I have a confession to make — I always wanted to work at The Jambar, but I never thought I would be able to. I hated News Writing (sorry, Mom) and I had the crazy idea that everyone who worked at The Jambar was a super serious journalist type. I wish I had realized sooner just how wrong I was — this one semester has been nowhere near enough. When I started this semester, I felt like I had already mentally checked out. I thought that The Jambar was going to be just another job, where I had to do my time until graduation. In actuality, it became a place I enjoyed showing up each week. It has really been a pleasure working here, and putting together a publication that I am proud to be a part of.

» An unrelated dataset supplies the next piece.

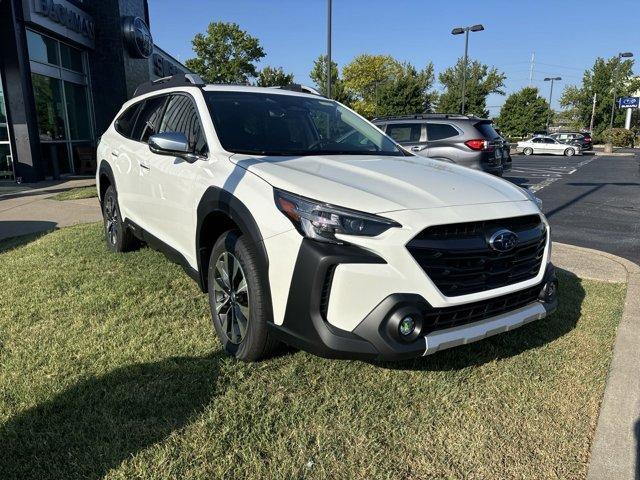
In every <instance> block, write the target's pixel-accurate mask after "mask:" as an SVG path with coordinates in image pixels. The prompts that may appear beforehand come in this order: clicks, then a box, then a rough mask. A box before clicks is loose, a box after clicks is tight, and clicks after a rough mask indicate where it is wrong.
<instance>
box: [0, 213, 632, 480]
mask: <svg viewBox="0 0 640 480" xmlns="http://www.w3.org/2000/svg"><path fill="white" fill-rule="evenodd" d="M28 241H29V243H26V244H25V245H24V246H19V247H15V242H14V245H12V246H13V248H11V249H10V250H5V251H4V252H3V253H0V278H1V279H2V280H1V284H0V287H1V288H0V478H2V479H3V480H5V479H12V478H20V479H39V480H42V479H65V478H78V479H80V478H82V479H98V478H103V477H104V478H110V479H125V478H127V479H128V478H167V479H169V478H180V479H185V478H207V479H217V478H225V479H232V478H238V479H270V478H277V479H280V478H281V479H288V478H366V479H369V478H376V479H377V478H394V479H395V478H401V479H422V478H477V479H486V478H492V479H494V478H509V479H511V478H536V479H537V478H563V479H567V478H584V476H585V475H586V469H587V462H588V458H589V448H590V444H591V440H592V437H593V433H594V429H595V425H596V420H597V414H598V408H599V404H600V401H601V398H602V395H603V391H604V384H605V379H606V375H607V368H608V366H609V362H610V360H611V349H612V345H613V342H614V339H615V331H616V326H617V324H618V321H619V319H620V317H621V312H622V305H623V298H624V293H625V287H624V285H621V284H606V283H598V282H592V281H582V280H579V279H577V278H576V277H574V276H572V275H569V274H562V275H561V277H560V280H561V285H560V287H561V307H560V309H559V311H558V312H557V313H556V314H555V315H553V316H552V317H550V318H549V319H546V320H543V321H540V322H535V323H533V324H530V325H528V326H526V327H524V328H522V329H520V330H516V331H514V332H510V333H507V334H503V335H500V336H498V337H494V338H492V339H489V340H485V341H483V342H480V343H476V344H473V345H468V346H465V347H461V348H456V349H453V350H449V351H445V352H441V353H439V354H436V355H434V356H431V357H427V358H423V359H419V360H415V361H411V362H404V363H399V364H368V363H363V362H359V361H335V360H334V361H332V360H324V359H321V358H317V357H314V356H312V355H310V354H307V353H304V352H297V351H287V352H284V353H282V354H281V355H280V356H277V357H276V358H273V359H271V360H268V361H264V362H262V363H259V364H243V363H238V362H236V361H234V360H232V359H230V358H228V357H226V356H225V355H223V354H222V353H221V351H220V347H219V344H218V342H217V340H216V339H215V337H214V335H213V332H212V327H211V325H210V317H209V311H208V304H207V299H206V296H204V295H202V294H200V293H199V291H198V289H197V287H196V285H195V283H194V282H193V281H192V280H190V279H189V278H187V276H186V275H185V274H184V273H183V272H182V270H181V269H180V267H178V266H176V265H174V264H171V263H169V262H168V261H167V260H166V259H165V258H164V257H163V256H162V255H161V254H160V253H157V252H155V251H153V250H150V249H148V248H143V249H141V250H139V251H137V252H132V253H128V254H123V255H114V254H110V253H108V252H107V250H106V247H105V246H104V244H103V239H102V234H101V226H100V225H98V224H92V225H84V226H76V227H70V228H64V229H61V230H57V231H54V232H53V233H50V234H48V235H45V236H42V237H39V238H33V237H31V238H29V239H28ZM1 248H2V247H1V246H0V249H1Z"/></svg>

Dr. Anderson: Thanks for telling me to grow a pair. I wouldn’t be here today if it wasn’t for you. You’ve earned the title of Nick Fury tenfold.

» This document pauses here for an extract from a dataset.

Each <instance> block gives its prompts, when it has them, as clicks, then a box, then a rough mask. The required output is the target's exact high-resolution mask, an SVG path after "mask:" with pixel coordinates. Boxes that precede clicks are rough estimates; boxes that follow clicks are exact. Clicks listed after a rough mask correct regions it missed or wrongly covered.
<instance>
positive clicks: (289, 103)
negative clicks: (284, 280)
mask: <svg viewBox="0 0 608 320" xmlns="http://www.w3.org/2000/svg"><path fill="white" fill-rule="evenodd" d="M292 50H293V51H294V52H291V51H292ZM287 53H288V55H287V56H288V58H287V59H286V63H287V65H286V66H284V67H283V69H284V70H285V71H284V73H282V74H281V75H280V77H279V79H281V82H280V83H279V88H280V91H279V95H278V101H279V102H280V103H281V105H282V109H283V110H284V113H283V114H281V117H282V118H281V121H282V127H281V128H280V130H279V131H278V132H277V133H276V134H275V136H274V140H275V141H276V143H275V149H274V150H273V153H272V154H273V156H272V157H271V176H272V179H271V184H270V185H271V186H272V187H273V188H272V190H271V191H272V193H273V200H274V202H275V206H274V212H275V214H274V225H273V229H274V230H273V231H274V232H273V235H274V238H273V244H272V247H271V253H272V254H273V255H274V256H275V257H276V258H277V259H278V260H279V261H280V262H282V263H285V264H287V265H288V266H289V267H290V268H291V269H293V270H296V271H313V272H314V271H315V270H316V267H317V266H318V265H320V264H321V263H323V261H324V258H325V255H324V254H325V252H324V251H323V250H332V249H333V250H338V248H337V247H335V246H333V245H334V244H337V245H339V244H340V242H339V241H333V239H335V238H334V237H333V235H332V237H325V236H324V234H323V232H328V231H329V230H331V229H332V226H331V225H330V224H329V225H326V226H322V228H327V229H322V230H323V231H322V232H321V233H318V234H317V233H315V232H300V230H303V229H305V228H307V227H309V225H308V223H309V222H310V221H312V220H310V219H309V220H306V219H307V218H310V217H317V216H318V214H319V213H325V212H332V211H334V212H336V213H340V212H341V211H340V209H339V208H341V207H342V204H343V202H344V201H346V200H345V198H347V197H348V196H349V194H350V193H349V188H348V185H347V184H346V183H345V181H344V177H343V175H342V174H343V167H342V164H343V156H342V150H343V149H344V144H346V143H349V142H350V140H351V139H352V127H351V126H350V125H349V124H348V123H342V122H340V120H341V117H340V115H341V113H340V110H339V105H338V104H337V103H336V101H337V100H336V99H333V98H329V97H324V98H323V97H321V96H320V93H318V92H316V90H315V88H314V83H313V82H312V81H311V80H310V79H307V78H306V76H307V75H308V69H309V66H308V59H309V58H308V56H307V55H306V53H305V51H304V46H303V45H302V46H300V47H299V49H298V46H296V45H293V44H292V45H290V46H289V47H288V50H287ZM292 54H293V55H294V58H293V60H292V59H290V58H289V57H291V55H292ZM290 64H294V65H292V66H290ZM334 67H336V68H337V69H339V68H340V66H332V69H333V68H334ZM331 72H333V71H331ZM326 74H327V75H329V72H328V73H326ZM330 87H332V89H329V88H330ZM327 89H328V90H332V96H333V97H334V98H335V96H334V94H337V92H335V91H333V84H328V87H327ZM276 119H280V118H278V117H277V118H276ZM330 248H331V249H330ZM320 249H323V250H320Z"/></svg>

Liz and Amber: There’s no one else I would have rather been a “newb” with. Thanks for laughing at me when I yelled at the computer. Liz, enjoy your last semester. Don’t do so many of the drugs. Amber, you’re going to be a great senior copy editor next year. I hope I’m still around to watch you take over the world, because I have no doubt that you will.

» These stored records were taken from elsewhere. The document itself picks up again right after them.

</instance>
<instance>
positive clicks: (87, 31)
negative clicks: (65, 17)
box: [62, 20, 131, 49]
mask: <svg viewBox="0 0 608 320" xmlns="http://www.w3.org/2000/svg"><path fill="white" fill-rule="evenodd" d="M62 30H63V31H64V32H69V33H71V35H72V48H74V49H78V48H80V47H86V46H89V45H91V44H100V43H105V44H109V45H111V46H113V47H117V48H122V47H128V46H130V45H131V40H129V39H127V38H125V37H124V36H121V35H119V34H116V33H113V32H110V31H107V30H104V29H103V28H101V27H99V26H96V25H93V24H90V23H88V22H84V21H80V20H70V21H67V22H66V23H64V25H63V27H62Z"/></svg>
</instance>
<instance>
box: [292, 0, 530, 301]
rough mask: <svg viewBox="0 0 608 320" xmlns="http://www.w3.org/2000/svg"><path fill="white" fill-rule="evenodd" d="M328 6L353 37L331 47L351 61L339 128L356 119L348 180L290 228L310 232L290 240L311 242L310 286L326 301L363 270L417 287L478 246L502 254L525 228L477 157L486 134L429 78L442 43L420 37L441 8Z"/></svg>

Dustin: You told me I had to include you here, and I’m slightly afraid of you, you strange, small man. Honestly though — you’ve been around from my very first interview, and it was really great seeing a friendly face. Stay strange, my friend.

Liam and Frank: Dad and Mom, though I’m loathe to admit it, all the times you both loitered in the copy corner, though occasionally annoying, were some of the best parts of my semester. Your antics made work a lot of fun. Liam, I hope you remember my name. Thanks for putting up with all of my nitpicking and for patronizing my Penguin Review particularities. I’ll never forget the great “rate-my-professor” incident of ‘14. I can’t wait to read your next short story. Frank, I hope one day you get written up. Spell Check wood knot actual lee c miss steaks lick the z. I know the copy editors are secretly your favorite.

Jordan: I’ve learned so much from you, from the joy of the AP Stylebook, to your patience and, most importantly, your unending sarcasm. Working with you has really been an honor. Thanks for convincing me of how great the em dash is. I’m sorry that there was never enough time to discuss SHIELD, Once Upon A Time or any of the other things that are way more interesting than school. I’m glad that you’re going to be the new me next year — again, congratulations on becoming co-editor of the Penguin Review. Don’t let them work you too hard. I know I’m leaving everything in good hands. Remember, I’m just a call or text away. I promise I’ll still be around — probably so much that it’ll be irritating. You can’t get rid of me that easily.

As the great bard once penned, “Farewell goes out sighing.” I’m so glad we had this time together. I look forward to seeing you all again soon.